Election Day is fast--and finally--approaching. So much is on the table in California this year, including school funding from kindergarten through all levels of higher and continuing education. With monumental automatic budget cuts hanging over our heads, California voters are considering two different revenue related propositions that each propose to address our anemic education-related budgets. Only one of them, though, will avoid those cuts, and that is Proposition 30.

Much has been written about the details of and differences between Governor Brown’s Proposition 30 and attorney Molly Munger’s Proposition 38. The EdSource and California Budget Project comparisons are especially clear about what each offers and what each puts at risk.

Both propositions substantially increase funding for K-12, but Proposition 30 distinguishes itself by also funding community colleges and guaranteeing financial resources for public safety and health services that are now (thanks to the Governor) the responsibility of counties. Both propositions also raise income taxes. Proposition 38 taxes everyone, even very low-income earners in our state. Proposition 30 taxes only those making over $250,000 per year, but it also imposes a sales tax increase for the next four years. Both propositions are also short term, with Brown’s expiring in seven years and Munger’s in twelve.

Most critically, each is, at least in its official text and according to the Legislative Analyst’s Office, mutually exclusive. That mutual exclusivity is central to the concerns around the automatic cuts. A strict reading of these propositions makes it clear that should Proposition 30 fail, schools will feel tremendous pain, with the loss of $5.4 billion from K-12 schools and community colleges, and $250 million each from the California State University (CSU) system and the University of California (UC). School districts around the state are anticipating the elimination of more days from the school year and at the UC level, the funding that prevented the latest round of tuition increases would be lost. In such a scenario, tuition increases seem only too likely. CSU students would not be spared either, as leaders in that institution also fear the need of tuition increases without Proposition 30.

Some posit that should both initiatives pass, or if 38 passes and 30 fails, Sacramento could balk at making such severe cuts and will work out some agreement. Anything is possible, but the annual tortured and prolonged budget approval process makes believing in any such quick deal cutting a bit hard. Yet another possibility floating around is that the passage of both initiatives could result in the courts deciding on a resolution, although what that resolution might be is also unclear.

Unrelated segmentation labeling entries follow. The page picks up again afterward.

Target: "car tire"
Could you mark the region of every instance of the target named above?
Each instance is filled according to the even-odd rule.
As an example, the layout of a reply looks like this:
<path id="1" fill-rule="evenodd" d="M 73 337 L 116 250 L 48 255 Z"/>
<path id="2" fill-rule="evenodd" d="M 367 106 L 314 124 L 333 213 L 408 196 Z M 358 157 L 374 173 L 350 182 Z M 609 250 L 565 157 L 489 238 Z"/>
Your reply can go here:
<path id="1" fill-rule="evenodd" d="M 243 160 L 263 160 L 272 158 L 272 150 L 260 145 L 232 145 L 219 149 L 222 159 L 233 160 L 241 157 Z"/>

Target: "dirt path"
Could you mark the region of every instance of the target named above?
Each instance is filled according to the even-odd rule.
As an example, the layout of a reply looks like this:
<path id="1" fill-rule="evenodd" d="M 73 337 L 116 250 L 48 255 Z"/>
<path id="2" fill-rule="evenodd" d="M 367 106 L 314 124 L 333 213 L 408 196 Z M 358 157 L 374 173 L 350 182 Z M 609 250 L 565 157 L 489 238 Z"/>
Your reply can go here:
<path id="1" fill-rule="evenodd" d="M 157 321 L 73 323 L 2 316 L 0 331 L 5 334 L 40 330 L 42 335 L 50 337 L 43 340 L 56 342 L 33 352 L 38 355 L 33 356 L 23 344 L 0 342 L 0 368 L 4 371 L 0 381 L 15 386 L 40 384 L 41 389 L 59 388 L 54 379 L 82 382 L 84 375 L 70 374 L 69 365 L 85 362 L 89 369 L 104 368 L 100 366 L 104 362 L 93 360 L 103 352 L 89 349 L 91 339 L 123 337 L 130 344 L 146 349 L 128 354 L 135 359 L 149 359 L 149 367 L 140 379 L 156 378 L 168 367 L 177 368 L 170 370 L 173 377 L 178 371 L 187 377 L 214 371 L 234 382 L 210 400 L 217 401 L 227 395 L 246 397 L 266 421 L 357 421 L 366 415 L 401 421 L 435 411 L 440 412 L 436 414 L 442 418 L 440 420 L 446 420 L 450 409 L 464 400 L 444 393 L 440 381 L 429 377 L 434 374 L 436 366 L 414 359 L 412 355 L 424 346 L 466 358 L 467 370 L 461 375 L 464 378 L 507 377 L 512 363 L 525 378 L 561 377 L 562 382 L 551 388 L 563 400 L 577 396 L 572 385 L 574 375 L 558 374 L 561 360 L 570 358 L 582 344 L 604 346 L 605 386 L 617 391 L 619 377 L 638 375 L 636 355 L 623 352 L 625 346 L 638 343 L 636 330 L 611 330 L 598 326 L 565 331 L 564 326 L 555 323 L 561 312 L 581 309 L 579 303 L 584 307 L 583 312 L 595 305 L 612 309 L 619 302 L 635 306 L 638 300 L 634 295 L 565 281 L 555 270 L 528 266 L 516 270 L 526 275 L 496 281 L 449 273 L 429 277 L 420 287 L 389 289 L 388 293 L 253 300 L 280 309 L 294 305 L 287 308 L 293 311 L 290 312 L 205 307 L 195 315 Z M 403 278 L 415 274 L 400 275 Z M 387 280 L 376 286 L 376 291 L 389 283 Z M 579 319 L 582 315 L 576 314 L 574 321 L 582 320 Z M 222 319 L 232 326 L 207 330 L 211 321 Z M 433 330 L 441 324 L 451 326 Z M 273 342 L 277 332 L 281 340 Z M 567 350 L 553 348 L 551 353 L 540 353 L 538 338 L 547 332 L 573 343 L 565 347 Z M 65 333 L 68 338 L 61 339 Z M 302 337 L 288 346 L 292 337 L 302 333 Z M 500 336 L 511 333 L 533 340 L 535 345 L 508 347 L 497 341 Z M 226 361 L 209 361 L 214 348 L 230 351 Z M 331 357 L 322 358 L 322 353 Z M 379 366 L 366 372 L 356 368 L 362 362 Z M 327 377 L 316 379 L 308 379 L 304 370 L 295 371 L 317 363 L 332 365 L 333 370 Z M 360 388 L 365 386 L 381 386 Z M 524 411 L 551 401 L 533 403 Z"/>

Speculation is just speculation--there is nothing to rely on in these projections. All we have to go on are the rules as they are now and the text of each initiative. What we know from both of those sources is that only Proposition 30 is sure to prevent the automatic cuts.

During the rein of Arnold Schwarzenegger, California public education supporters successfully pushed back against several energetic financial assaults on our schools. We know we have the capacity to mobilize voters, to get them to the polls and make the choices the best serve our kids. It’s time once again to flex that muscle.

Lisa Schiff is the parent of two children in the San Francisco Unified School District and is a member of Parents for Public Schools of San Francisco.